Eugène Ricklin.

1911 : le " Parlement d'Alsace-Lorraine ".

Après avoir abrogé en 1902 l'article de l'état de siège permanent concernant la dictature en Alsace Lorraine (le Statthalter se voit retirer ses pouvoirs illimités), La Diète fédérale et le Parlement de Berlin votent le 31 mai une nouvelle constitution pour l'Alsace Lorraine qui se traduit par un régime de "liberté surveillée": un Landtag remplace la "Délégation d'Alsace-Lorraine": l'Alsace reste "Terre d'Empire" sur laquelle l'Empereur exerce l'autorité suprême au nom du Reich.

Mais les deux assemblées de Berlin perdent leur tutelle et le pouvoir législatif est transféré à un Landtag formé de deux chambres. La première comporte 42 membres: 18 nommés par l'Empereur, 18 nommés par les corps constitués professionnels et 6 élus. La seconde comporte 60 membres élus au suffrage universel.

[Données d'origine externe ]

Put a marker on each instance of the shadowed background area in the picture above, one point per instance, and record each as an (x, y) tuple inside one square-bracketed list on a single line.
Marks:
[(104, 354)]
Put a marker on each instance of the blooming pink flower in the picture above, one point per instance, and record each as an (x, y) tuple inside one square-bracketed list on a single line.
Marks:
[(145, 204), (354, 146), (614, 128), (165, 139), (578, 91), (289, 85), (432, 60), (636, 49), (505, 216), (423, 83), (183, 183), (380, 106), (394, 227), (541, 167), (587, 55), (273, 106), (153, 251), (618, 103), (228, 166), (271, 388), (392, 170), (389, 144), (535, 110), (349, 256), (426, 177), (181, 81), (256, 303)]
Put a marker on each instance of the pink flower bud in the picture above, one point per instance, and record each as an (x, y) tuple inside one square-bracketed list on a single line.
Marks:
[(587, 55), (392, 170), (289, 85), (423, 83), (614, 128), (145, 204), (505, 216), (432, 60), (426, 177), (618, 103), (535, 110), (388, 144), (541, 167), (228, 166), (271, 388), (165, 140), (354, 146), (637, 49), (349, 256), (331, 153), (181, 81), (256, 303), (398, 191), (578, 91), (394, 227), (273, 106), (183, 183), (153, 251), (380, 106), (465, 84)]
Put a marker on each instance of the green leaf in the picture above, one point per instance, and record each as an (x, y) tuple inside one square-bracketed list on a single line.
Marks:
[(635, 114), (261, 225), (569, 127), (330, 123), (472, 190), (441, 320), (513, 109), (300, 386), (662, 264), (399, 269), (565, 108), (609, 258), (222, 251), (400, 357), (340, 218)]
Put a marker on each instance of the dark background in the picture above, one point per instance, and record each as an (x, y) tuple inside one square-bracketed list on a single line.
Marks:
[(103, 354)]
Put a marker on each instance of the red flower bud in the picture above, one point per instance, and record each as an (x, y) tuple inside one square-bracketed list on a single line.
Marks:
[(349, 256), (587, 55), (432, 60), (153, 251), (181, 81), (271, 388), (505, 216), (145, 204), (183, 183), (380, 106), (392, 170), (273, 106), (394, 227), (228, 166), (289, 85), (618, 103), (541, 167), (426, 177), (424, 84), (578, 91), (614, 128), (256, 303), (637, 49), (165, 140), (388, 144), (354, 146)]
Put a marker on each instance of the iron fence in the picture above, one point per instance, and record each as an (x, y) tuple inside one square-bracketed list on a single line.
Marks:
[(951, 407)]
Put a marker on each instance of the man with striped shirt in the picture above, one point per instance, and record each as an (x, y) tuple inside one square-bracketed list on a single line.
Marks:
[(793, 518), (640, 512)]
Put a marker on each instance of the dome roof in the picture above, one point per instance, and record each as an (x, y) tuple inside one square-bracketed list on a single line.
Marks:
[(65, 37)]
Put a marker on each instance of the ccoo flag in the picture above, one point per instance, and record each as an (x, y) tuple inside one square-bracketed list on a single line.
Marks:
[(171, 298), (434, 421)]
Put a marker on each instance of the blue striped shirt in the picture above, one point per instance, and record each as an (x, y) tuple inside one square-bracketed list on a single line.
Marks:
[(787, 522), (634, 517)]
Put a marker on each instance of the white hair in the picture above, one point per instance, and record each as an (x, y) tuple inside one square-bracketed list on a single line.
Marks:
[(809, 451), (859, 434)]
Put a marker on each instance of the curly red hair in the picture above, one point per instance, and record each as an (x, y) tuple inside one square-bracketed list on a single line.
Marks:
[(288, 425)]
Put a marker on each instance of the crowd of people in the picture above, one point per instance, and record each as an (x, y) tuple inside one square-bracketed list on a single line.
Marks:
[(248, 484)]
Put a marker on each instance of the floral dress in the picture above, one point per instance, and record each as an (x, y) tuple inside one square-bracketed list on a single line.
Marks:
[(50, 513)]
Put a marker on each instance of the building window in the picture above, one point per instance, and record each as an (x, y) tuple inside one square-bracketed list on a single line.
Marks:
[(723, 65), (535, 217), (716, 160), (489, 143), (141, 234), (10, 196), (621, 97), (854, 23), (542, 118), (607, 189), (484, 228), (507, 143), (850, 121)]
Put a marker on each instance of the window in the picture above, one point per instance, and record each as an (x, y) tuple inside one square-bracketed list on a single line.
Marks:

Les deux Chambres peuvent légiférer, mais les décisions doivent être prises à l'unanimité et obtenir l'aval de l'Empereur. L'Alsace Lorraine sera représentée à la Diète de Berlin par trois délégués désignés par le Statthalter. Pour Wetterlé et son mouvement, "Nous sommes roulés...". Pour les autonomistes centristes de l'abbé Haegy, c'est une semi-liberté perfectible. Pour les Allemands, c'est un cadeau princier...

Aux élections d'octobre de cette diète, Il y a 184 candidats pour 60 sièges: La participation est de plus de 80%. L'Alsace désigne 40 délégués: C'est une victoire pour les centristes de Haegy avec 19 élus; les sociaux démocrates ont 11 élus, les libéraux 9. L'Union Nationale des Alsaciens-lorrains, mouvement protestataire créé par Wetterlé le 29 juin, subit un cuisant échec avec un seul élu de justesse au second tour, l'abbé Wetterlé. Le docteur Ricklin est élu président de la chambre.